The Request Dispatcher creates a new RestRequest and a custom State Object. The state object will be important later, for now lets just note that it contains the entityname and the time the request was sent.

private void DispatchRequest(string entityName)
{
    var rq = new RestRequest("health/{entity}", Method.GET);
    rq.AddParameter("entity", entityName, ParameterType.UrlSegment);

    var state = new ServiceState {Entity = entityName, RequestDateUtc = DateTime.UtcNow};
    _client.BeginExecute<healthdata>(rq, HandleResponse, state);
}

The Request Dispatcher doesn't care what happens afterwards, it just happily fires new requests all the time and tells BeginExecute to call HandleResponse afterwards.

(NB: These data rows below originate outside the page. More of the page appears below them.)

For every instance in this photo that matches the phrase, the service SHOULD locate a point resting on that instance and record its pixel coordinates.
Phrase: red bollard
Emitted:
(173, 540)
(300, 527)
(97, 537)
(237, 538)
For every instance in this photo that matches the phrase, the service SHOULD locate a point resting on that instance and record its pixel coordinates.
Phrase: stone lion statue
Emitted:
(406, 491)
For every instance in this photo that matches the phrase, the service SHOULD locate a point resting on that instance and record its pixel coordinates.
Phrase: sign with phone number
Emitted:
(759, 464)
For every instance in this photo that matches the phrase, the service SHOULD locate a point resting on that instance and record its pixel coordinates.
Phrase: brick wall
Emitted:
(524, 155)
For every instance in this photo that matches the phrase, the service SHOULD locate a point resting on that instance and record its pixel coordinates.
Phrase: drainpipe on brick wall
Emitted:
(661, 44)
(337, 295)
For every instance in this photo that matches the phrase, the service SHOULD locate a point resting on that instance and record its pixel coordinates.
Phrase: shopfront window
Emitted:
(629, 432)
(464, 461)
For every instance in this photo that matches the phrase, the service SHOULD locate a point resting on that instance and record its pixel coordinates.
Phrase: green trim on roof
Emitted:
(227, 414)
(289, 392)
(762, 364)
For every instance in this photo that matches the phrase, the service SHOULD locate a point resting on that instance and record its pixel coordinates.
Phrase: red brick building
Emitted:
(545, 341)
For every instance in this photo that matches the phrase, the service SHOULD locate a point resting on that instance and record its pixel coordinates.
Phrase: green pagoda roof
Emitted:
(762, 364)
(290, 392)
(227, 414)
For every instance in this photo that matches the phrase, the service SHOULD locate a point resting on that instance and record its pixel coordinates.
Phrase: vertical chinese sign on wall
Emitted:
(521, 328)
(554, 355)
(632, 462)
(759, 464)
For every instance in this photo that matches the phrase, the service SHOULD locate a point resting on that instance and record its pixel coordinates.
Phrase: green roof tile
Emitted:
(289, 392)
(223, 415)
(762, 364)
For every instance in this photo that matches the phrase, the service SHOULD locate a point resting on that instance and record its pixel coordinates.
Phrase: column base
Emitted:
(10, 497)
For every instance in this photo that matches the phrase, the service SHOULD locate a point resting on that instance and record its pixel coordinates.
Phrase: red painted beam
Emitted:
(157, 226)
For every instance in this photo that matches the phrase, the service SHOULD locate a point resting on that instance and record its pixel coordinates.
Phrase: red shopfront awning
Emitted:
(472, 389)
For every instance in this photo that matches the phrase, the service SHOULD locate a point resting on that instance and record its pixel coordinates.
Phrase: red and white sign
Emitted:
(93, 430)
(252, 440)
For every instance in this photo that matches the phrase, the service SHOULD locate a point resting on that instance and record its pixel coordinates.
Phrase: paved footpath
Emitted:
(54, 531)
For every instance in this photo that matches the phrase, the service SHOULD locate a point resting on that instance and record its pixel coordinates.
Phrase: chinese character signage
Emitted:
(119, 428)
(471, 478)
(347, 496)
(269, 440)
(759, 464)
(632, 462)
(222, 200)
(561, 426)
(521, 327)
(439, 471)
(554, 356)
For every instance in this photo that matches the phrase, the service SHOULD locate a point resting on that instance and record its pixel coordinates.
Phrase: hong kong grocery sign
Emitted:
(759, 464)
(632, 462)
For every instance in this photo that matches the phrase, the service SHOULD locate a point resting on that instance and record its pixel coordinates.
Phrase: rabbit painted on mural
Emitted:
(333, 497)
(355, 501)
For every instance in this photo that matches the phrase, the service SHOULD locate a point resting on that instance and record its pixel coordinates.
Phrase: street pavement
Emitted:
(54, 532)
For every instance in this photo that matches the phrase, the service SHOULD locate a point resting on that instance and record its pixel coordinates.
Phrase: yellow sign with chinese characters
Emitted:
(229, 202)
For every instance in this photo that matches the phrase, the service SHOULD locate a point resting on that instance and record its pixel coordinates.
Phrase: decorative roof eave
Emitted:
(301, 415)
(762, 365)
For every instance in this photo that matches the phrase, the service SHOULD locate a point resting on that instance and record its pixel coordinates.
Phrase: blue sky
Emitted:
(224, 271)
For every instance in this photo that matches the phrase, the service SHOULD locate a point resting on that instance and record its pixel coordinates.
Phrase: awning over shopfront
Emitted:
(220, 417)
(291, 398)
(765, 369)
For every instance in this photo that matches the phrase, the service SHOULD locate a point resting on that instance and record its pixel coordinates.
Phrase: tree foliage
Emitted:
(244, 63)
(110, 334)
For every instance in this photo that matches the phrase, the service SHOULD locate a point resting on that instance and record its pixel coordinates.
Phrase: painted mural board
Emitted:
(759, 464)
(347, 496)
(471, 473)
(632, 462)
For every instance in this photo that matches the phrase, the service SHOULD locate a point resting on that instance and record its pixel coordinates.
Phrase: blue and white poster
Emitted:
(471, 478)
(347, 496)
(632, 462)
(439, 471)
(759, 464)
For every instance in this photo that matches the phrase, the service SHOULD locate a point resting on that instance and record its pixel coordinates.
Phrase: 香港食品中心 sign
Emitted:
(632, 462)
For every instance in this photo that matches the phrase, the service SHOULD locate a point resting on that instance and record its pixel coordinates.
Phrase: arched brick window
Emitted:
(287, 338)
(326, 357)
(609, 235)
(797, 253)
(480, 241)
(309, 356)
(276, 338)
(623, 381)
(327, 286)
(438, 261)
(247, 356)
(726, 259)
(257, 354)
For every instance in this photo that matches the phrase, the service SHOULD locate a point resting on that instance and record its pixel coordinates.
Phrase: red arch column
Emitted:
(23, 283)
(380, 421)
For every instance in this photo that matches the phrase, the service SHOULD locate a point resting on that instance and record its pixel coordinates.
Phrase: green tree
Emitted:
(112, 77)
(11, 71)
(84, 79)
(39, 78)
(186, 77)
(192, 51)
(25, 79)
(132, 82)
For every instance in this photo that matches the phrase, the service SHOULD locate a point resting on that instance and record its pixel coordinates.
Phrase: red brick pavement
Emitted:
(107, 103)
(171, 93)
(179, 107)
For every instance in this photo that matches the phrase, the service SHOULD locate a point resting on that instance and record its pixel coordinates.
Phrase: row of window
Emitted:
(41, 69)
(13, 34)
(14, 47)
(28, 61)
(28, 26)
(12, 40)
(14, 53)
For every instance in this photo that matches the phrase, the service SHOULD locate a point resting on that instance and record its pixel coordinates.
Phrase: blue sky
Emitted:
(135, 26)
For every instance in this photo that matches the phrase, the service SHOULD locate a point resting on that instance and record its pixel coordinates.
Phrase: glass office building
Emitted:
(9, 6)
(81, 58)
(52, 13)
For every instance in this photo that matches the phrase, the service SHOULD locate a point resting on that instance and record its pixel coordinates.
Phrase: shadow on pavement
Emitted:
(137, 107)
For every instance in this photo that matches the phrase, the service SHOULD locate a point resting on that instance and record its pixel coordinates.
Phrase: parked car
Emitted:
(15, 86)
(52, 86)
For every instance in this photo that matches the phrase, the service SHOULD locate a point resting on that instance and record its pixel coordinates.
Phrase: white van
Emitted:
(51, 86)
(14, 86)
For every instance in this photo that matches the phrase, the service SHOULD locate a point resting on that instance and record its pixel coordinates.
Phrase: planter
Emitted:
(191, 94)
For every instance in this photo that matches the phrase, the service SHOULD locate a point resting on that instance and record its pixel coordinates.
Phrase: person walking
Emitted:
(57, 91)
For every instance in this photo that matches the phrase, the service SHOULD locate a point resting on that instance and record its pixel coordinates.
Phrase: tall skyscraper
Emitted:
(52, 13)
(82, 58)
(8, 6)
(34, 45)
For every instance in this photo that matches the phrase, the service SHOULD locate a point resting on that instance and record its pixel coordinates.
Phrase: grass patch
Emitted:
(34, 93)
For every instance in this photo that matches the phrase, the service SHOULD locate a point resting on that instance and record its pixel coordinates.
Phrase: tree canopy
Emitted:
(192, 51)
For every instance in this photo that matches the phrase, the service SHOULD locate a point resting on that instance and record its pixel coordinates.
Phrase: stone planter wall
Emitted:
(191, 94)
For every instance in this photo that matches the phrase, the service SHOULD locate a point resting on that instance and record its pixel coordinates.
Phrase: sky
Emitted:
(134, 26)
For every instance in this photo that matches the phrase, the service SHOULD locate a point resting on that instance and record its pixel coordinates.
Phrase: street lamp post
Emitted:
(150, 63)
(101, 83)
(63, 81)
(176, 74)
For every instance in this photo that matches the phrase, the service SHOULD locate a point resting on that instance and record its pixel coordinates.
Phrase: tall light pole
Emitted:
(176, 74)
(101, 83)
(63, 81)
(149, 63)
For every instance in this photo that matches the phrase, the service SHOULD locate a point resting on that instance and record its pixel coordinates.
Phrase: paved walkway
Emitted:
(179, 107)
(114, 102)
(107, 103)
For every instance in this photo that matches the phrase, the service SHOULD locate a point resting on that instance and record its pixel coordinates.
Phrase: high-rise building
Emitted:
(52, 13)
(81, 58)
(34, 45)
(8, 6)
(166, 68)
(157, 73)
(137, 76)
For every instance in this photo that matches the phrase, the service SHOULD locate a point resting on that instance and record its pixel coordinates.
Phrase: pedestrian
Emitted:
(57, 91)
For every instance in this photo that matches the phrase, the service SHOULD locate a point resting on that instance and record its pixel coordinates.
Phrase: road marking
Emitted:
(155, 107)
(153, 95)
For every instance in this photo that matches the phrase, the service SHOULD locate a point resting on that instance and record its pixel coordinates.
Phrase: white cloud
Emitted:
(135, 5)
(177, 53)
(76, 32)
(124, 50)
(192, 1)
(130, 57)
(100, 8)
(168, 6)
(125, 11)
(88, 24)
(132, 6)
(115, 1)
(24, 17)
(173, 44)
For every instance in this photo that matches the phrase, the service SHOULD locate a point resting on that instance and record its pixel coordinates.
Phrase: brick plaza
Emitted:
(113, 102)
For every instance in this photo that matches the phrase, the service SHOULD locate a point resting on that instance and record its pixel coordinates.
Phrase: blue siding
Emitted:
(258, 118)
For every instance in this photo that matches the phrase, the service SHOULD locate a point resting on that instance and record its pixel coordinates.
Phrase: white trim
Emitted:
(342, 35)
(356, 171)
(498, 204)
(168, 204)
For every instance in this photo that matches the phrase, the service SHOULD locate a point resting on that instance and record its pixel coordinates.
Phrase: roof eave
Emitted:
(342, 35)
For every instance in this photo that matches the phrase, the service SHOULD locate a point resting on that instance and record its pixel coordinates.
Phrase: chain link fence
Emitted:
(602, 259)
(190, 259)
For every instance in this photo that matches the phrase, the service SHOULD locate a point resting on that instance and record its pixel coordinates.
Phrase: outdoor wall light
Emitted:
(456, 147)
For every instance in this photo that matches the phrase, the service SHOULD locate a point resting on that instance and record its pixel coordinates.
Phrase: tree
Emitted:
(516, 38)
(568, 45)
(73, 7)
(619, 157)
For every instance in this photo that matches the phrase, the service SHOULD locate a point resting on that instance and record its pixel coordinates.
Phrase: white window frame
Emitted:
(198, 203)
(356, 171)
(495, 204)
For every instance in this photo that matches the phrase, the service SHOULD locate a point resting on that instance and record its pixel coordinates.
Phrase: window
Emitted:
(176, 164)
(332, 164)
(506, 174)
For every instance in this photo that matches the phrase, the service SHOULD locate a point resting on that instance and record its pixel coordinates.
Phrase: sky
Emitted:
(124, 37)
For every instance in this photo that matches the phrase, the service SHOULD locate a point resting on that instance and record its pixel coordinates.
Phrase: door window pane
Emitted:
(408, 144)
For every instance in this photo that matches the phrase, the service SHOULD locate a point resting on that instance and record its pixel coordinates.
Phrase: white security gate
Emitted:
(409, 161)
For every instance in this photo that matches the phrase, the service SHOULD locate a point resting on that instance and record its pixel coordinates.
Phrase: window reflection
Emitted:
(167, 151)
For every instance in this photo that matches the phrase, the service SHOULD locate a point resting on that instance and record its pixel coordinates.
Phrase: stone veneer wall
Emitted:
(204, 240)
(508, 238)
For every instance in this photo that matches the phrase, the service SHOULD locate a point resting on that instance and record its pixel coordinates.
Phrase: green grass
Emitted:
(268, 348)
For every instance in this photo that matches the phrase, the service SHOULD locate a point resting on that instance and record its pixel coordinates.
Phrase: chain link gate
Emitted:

private void HandleResponse(IAsyncResult res)
{
    // Note: This assumes the response is always good. In reality, you want to
    // check response.ResponseStatus and act accordingly
    var result = (AsyncResult) res;
    var caller = (RequestExecuteCaller<healthdata>) result.AsyncDelegate;
    var state = res.AsyncState as ServiceState;
    var response = caller.EndInvoke(res);
    AddDataToChart(state.Entity, response.Data.healthindex, state.RequestDateUtc);
}

Here comes our state object into play. If you look at the XML from the server above, you see that it doesn't echo the Entity Name. As HandleResponse handles all responses, it has to know which response corresponds to which server. Also, async operations can come in a different order than the one executed - I may send requests for entities s1, s2, s3, s4 and receive them back in the order s3, s1, s4, s2. If the timer interval is too small and the server latency is too high, I might even receive a later request for s2 before an earlier one - it's pure anarchy.

That's why I've passed a state object to BeginExecute, as this allowed me to capture the entity name and the exact Date of the request. So all that HandleResponse has to do is to get the state and healthdata and call the function that adds the data to the chart with precise information about the Time, the Entity and it's health.

All without ever locking the UI or without giving the dispatcher or the handler too much work that they shouldn't be doing.


(Excuse the horrible colors, I'm only a developer :))

Comments (2)

ChrisApril 26th, 2012 at 13:24

Hi

Any chance of getting the source for this?

Thanks
Chris

mstumMay 5th, 2012 at 15:58

Hello,

I don't have any sourcecode anymore, but it was essentially the code in the blogpost anyway. AddDataToChart was literally doing that, adding points to the MS Chart control.